That’s pretty confusing for someone who’s never used make before. Luckily I’ve been around the block a few times. Here’s what’s happening: 

Make isn’t just a glorified batch file - it has intelligence. One of the intelligent things that it does is track dependencies. For example, helloWorld.exe is generated from helloWorld.c - helloWorld.exe is dependent on helloWorld.c. Make will never go to the trouble of rebuilding an output (in this case, helloWorld.exe) if none of the dependencies of helloWorld.exe have changed.
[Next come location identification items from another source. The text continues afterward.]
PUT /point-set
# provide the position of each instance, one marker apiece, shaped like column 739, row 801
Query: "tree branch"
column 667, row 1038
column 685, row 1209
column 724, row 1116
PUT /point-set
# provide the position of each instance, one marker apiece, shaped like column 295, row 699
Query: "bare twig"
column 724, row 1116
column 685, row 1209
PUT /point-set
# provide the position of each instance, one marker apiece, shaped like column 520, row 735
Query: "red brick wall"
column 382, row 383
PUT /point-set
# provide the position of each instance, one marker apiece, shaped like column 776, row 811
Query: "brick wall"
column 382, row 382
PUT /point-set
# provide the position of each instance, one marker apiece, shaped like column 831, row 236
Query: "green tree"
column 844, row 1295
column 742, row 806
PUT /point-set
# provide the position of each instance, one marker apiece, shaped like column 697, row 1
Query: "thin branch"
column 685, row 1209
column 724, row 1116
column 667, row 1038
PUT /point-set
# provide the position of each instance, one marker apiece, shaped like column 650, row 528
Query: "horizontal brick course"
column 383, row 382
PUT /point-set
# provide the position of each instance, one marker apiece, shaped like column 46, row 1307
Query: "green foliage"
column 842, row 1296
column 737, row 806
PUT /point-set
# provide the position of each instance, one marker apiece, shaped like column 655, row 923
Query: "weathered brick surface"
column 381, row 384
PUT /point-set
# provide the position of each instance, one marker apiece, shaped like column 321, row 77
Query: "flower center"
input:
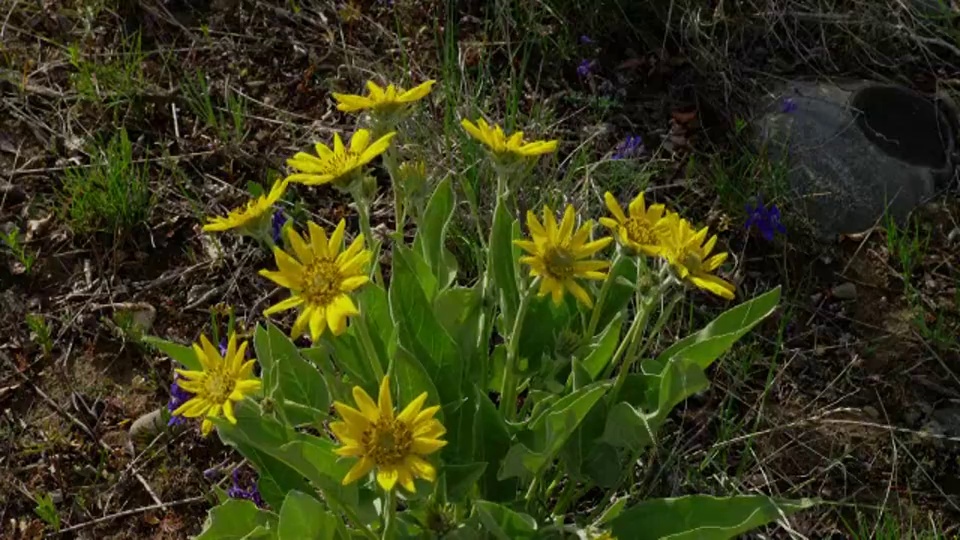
column 559, row 262
column 387, row 442
column 692, row 260
column 640, row 231
column 218, row 386
column 322, row 281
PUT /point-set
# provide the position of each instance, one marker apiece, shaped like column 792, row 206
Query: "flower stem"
column 363, row 332
column 389, row 515
column 509, row 390
column 601, row 298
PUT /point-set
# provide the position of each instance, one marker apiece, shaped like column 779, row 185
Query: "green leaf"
column 236, row 519
column 432, row 232
column 503, row 523
column 460, row 479
column 551, row 430
column 268, row 364
column 702, row 517
column 299, row 381
column 419, row 330
column 459, row 310
column 375, row 310
column 542, row 327
column 303, row 517
column 315, row 459
column 630, row 427
column 717, row 337
column 181, row 353
column 412, row 380
column 603, row 348
column 257, row 436
column 492, row 438
column 503, row 263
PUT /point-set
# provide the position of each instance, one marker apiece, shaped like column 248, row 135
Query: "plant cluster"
column 514, row 406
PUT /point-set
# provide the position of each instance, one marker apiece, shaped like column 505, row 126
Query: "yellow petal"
column 318, row 239
column 412, row 409
column 283, row 305
column 637, row 206
column 336, row 239
column 426, row 446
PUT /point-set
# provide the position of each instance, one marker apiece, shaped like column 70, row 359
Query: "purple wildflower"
column 766, row 218
column 631, row 146
column 279, row 220
column 252, row 493
column 178, row 396
column 585, row 68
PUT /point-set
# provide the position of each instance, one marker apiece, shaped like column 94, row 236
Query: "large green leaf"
column 236, row 519
column 702, row 517
column 603, row 347
column 419, row 330
column 181, row 353
column 297, row 380
column 503, row 263
column 503, row 523
column 302, row 517
column 550, row 430
column 432, row 231
column 375, row 311
column 624, row 275
column 717, row 337
column 412, row 379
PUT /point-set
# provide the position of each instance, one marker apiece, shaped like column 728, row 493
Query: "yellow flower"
column 338, row 164
column 685, row 250
column 223, row 381
column 320, row 278
column 246, row 216
column 557, row 255
column 497, row 141
column 638, row 231
column 382, row 100
column 394, row 444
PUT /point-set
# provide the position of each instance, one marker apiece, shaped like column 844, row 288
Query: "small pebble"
column 844, row 291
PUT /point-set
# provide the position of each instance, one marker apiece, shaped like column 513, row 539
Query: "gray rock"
column 854, row 151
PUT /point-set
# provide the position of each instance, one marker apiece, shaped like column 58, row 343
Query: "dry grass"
column 835, row 399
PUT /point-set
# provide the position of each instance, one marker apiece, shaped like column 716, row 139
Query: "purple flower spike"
column 178, row 396
column 631, row 146
column 766, row 218
column 279, row 220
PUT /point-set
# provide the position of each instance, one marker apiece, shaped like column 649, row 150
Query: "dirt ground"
column 851, row 395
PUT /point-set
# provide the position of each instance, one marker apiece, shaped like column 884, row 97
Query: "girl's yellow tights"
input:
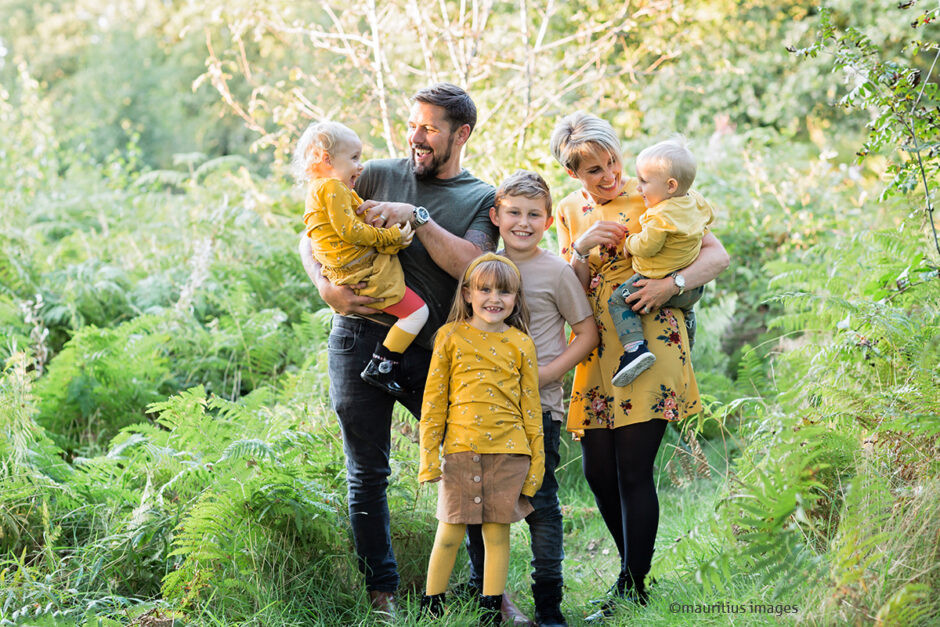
column 495, row 564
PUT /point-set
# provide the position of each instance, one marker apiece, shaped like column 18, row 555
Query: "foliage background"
column 167, row 447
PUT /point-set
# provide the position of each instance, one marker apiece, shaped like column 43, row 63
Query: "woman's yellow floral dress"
column 668, row 389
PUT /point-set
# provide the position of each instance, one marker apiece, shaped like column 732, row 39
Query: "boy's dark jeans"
column 545, row 524
column 365, row 417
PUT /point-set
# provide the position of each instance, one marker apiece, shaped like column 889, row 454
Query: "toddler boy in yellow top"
column 673, row 226
column 350, row 251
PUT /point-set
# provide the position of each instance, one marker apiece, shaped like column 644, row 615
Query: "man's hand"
column 653, row 294
column 385, row 214
column 344, row 300
column 407, row 234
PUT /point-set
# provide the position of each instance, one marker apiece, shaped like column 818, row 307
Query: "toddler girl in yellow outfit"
column 481, row 410
column 673, row 226
column 350, row 251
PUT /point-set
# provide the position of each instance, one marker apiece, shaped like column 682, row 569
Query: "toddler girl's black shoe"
column 633, row 364
column 383, row 371
column 433, row 605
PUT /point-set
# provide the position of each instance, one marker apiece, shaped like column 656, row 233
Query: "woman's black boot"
column 433, row 605
column 627, row 589
column 491, row 604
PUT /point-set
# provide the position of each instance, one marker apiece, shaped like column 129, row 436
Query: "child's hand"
column 407, row 233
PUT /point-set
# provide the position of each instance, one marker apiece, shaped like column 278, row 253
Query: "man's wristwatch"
column 679, row 280
column 420, row 216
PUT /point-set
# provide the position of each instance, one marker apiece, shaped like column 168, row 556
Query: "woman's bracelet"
column 577, row 254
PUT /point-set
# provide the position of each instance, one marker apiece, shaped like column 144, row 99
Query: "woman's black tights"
column 618, row 466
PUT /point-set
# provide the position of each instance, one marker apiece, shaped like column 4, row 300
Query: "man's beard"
column 437, row 161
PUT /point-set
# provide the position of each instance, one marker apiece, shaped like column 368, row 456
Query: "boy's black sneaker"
column 690, row 327
column 632, row 364
column 382, row 372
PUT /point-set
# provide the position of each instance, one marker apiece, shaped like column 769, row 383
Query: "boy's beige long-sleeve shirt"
column 672, row 235
column 482, row 395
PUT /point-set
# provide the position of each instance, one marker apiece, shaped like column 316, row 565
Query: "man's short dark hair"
column 455, row 101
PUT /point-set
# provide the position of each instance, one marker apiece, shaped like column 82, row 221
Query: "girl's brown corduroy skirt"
column 483, row 487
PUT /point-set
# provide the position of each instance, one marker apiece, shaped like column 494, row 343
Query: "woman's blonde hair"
column 320, row 138
column 581, row 134
column 496, row 272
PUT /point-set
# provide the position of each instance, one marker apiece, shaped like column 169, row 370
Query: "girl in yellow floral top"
column 481, row 410
column 353, row 252
column 622, row 427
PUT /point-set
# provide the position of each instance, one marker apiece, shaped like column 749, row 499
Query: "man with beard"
column 449, row 210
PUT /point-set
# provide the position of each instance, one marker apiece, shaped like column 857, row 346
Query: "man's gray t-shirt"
column 458, row 205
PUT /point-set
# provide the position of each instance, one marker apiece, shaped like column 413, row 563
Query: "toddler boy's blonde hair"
column 320, row 138
column 674, row 159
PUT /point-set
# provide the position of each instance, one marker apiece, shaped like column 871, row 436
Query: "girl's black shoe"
column 432, row 605
column 491, row 604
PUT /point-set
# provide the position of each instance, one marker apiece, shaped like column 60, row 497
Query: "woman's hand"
column 653, row 294
column 603, row 232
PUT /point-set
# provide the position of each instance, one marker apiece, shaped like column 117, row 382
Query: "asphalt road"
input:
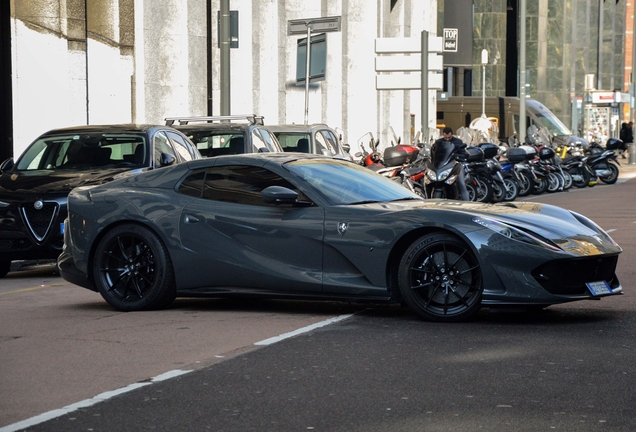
column 570, row 367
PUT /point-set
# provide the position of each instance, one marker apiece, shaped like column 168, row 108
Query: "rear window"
column 83, row 151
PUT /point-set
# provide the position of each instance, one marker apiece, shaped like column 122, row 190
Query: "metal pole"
column 307, row 73
column 522, row 71
column 632, row 117
column 224, row 32
column 424, row 87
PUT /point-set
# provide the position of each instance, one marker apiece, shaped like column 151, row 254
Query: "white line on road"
column 87, row 402
column 41, row 418
column 302, row 330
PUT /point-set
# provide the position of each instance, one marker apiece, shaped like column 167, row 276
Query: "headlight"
column 593, row 226
column 514, row 233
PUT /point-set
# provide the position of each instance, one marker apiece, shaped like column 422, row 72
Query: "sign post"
column 307, row 26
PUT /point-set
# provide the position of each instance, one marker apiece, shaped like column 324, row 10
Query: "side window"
column 181, row 146
column 322, row 147
column 162, row 145
column 243, row 185
column 257, row 141
column 192, row 185
column 331, row 141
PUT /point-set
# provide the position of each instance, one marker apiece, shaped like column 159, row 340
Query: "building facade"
column 78, row 62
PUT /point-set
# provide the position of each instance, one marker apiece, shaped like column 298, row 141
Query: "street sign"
column 317, row 25
column 408, row 81
column 411, row 63
column 406, row 45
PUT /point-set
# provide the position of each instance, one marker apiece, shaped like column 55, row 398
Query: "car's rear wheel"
column 5, row 266
column 132, row 269
column 440, row 278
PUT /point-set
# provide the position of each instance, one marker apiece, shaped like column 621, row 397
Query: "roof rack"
column 252, row 118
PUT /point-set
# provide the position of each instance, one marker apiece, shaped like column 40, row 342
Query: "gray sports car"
column 293, row 225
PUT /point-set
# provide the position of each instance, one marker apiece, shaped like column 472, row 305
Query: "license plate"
column 599, row 288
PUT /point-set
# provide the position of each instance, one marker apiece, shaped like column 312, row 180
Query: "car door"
column 238, row 241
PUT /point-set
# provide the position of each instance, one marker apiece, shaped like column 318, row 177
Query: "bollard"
column 631, row 148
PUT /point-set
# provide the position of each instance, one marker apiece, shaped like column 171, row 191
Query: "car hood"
column 570, row 231
column 56, row 182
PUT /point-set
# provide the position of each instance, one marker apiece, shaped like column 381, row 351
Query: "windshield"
column 342, row 182
column 84, row 151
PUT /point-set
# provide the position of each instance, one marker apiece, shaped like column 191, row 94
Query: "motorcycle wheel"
column 540, row 186
column 498, row 192
column 512, row 189
column 472, row 191
column 527, row 183
column 580, row 177
column 484, row 190
column 567, row 180
column 553, row 183
column 610, row 179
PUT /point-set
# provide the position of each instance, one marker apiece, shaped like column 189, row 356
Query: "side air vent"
column 39, row 221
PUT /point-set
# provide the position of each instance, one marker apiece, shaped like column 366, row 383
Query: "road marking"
column 32, row 289
column 302, row 330
column 88, row 402
column 41, row 418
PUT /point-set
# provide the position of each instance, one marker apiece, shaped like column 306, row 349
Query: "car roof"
column 232, row 127
column 255, row 158
column 116, row 128
column 297, row 127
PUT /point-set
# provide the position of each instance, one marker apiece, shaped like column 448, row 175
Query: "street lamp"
column 484, row 61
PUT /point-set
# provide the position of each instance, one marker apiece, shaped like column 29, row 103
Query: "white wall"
column 167, row 74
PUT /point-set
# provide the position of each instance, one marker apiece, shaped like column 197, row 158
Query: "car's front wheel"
column 440, row 278
column 5, row 266
column 132, row 269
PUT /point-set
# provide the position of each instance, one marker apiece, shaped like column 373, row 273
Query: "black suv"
column 314, row 138
column 221, row 135
column 33, row 189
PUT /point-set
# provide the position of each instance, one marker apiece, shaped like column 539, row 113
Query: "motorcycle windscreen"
column 441, row 153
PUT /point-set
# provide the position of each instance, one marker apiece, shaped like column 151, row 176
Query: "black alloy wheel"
column 5, row 266
column 440, row 278
column 613, row 177
column 132, row 269
column 526, row 184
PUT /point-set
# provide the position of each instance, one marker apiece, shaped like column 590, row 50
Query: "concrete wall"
column 143, row 60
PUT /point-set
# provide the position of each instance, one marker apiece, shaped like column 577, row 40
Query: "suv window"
column 235, row 184
column 162, row 145
column 180, row 145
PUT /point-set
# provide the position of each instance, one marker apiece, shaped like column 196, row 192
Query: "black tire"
column 132, row 269
column 484, row 190
column 512, row 189
column 567, row 178
column 540, row 186
column 440, row 278
column 498, row 192
column 5, row 266
column 472, row 191
column 610, row 179
column 553, row 182
column 527, row 183
column 583, row 177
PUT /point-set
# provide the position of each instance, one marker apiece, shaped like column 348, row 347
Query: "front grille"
column 568, row 277
column 39, row 222
column 14, row 245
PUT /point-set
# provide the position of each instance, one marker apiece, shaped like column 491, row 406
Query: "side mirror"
column 167, row 159
column 279, row 195
column 7, row 165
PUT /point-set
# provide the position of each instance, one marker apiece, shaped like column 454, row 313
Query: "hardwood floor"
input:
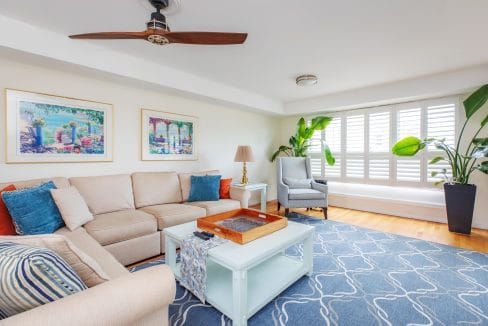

If none of the dependencies have changed, the output is up to date (as the output of make told us) and recompiling the source file would produce the same output - so why do it? It might seem like this is a case of premature optimization and for this project, yes it is. But for a large project with hundreds or thousands of source files, only rebuilding the outputs that need to be rebuilt can easily save hours!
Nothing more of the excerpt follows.